# LLBA winter meeting



## carp_killer (Nov 24, 2006)

The LLBA winter meeting is going to be held at the St. Cloud Gander Mountain on Jan. 5th at noon in the Gander Lodge. Members please visit the association forum if you have any suggestions for the agenda. Hope we have a great turn out! Directions are available on Gander Mountain's website. if your not a member and would like to join we can take care of that at the meeting as well. hope to see a great turn out!

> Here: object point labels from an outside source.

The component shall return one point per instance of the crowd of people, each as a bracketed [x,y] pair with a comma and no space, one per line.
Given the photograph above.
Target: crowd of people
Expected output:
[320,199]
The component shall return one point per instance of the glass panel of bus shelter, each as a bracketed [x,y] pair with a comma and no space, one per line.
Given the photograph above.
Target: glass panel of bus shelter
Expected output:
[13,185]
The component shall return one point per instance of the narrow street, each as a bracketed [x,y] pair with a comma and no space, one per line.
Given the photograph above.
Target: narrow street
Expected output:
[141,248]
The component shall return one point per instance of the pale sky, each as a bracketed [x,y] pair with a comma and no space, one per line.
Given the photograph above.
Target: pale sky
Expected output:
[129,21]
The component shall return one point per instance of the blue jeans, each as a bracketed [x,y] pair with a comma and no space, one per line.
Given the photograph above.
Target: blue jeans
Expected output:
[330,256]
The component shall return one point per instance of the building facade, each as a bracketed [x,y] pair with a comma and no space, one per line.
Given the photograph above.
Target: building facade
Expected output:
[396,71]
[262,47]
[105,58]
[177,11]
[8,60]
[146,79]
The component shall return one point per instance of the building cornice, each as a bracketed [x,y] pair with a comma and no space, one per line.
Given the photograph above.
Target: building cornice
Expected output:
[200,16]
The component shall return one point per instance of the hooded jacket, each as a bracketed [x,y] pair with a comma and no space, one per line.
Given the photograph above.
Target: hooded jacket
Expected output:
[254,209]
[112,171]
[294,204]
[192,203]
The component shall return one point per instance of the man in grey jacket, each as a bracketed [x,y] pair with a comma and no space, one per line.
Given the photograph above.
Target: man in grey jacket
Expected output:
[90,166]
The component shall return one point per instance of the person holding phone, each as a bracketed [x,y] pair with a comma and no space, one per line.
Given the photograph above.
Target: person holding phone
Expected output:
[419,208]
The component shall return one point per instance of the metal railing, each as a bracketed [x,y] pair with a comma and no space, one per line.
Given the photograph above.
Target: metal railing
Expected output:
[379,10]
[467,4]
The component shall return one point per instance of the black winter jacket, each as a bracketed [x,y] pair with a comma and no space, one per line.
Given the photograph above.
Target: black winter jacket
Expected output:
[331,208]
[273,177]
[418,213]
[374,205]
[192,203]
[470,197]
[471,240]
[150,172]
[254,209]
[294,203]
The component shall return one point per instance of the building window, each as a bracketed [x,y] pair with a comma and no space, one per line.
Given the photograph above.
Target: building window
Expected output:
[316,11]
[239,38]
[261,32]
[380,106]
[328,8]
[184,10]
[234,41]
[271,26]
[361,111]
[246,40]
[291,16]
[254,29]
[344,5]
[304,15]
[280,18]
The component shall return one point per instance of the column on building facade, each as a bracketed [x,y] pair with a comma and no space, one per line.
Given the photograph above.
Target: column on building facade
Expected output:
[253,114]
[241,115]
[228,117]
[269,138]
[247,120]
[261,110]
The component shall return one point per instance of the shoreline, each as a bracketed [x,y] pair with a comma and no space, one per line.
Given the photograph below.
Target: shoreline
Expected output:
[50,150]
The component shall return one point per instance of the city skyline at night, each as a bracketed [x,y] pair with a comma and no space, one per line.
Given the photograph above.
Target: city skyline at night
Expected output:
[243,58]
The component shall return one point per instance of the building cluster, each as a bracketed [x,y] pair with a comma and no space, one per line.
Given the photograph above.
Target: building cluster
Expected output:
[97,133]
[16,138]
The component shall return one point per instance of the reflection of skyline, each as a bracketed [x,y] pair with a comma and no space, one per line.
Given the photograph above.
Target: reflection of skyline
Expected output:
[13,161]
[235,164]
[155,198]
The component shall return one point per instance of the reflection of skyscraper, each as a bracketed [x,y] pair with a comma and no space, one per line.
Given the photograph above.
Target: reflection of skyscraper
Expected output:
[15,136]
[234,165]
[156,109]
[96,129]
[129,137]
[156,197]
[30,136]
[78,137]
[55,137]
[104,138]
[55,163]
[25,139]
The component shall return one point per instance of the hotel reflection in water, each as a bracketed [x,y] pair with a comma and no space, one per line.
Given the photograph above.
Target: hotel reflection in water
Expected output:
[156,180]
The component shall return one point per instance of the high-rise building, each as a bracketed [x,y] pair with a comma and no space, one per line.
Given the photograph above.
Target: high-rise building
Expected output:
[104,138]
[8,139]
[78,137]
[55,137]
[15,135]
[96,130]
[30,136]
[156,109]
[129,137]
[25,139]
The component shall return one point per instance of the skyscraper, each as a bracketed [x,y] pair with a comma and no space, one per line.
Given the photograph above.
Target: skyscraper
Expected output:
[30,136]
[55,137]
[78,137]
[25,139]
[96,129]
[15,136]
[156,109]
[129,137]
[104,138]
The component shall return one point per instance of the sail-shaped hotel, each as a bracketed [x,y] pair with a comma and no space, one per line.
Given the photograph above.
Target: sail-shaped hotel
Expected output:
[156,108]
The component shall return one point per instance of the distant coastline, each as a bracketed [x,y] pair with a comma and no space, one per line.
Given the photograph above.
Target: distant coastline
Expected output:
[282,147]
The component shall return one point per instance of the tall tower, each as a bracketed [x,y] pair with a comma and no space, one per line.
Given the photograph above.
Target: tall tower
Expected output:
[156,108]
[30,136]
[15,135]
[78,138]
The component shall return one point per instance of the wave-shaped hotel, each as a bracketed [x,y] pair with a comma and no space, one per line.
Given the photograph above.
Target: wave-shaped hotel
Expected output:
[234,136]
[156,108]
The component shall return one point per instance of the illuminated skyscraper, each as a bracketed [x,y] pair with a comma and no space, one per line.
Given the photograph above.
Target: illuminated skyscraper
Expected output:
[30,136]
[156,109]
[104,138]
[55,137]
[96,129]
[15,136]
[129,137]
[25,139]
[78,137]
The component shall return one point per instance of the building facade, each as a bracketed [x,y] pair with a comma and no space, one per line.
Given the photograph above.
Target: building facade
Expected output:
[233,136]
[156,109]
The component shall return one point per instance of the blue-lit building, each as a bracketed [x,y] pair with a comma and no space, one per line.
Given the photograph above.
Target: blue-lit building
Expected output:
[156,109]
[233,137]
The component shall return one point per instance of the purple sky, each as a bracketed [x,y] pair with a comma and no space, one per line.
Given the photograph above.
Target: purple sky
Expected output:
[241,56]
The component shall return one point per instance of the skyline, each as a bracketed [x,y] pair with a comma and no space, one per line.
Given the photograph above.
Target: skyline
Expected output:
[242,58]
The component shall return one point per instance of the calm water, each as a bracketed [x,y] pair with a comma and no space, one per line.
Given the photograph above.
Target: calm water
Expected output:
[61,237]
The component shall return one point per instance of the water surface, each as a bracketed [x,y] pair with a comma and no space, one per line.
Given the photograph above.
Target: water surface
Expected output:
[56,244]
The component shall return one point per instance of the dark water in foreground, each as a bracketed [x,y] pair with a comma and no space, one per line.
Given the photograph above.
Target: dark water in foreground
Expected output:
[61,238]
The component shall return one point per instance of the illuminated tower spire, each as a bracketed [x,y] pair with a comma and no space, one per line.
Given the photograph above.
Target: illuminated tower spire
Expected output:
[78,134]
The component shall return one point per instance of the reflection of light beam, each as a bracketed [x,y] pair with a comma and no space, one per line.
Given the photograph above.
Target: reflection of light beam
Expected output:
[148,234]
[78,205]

thought i might as well post this here as well


----------



## weasle414 (Dec 31, 2006)

How'd it go? I saw this earlier today and got excited, I thought the 5th was tomorow  It was like 10 to noon when I saw there was gonna be a meeting so it was a bit too late for me to go.


----------



## Duckslayer100 (Apr 7, 2004)

So any talk about tournaments closer to my kneck of the woods??? :wink:


----------



## carp_killer (Nov 24, 2006)

it went good we elected new officers and talked about the night fishing laws and have a few tournys planned already

Shoots:
Bowbenders: May 17, 2008 German, Jefferson Lakes chain
MSAA: June 07, 2008 TBA
Duluth: June 21, 2008 This date is not confirmed
LLBA State Shoot: Dates and location to be voted on are.
Red Wing Mississippi River May 24, 2008
Horseshoe  May 31, 2008
Night shoot: June 14, 2008 Big Stone


----------



## weasle414 (Dec 31, 2006)

Do you have to be an LLBA member to shoot at these tourneys?


----------



## carp_killer (Nov 24, 2006)

not sure on that. bowbenders i dont think you do since it isnt a llba shoot. come on over to the llba site ya can still use the guest part


----------



## mjoe (Jan 28, 2007)

I think for the llba shoots you need to have a member in the boat.

It's not that much money to join the llba for a year. The llba is expanding the opportunities to bowfish in mn, such as night shooting this summer. IF you go out at night you would not be doing that if it wasent for the llba. Support the club and bowfishing will continue to grow in mn.


----------



## carp_killer (Nov 24, 2006)

ya weasle ya should join


----------



## weasle414 (Dec 31, 2006)

I will. Don't worry, I'll be a member this year.


----------



## carp_killer (Nov 24, 2006)

:thumb:


----------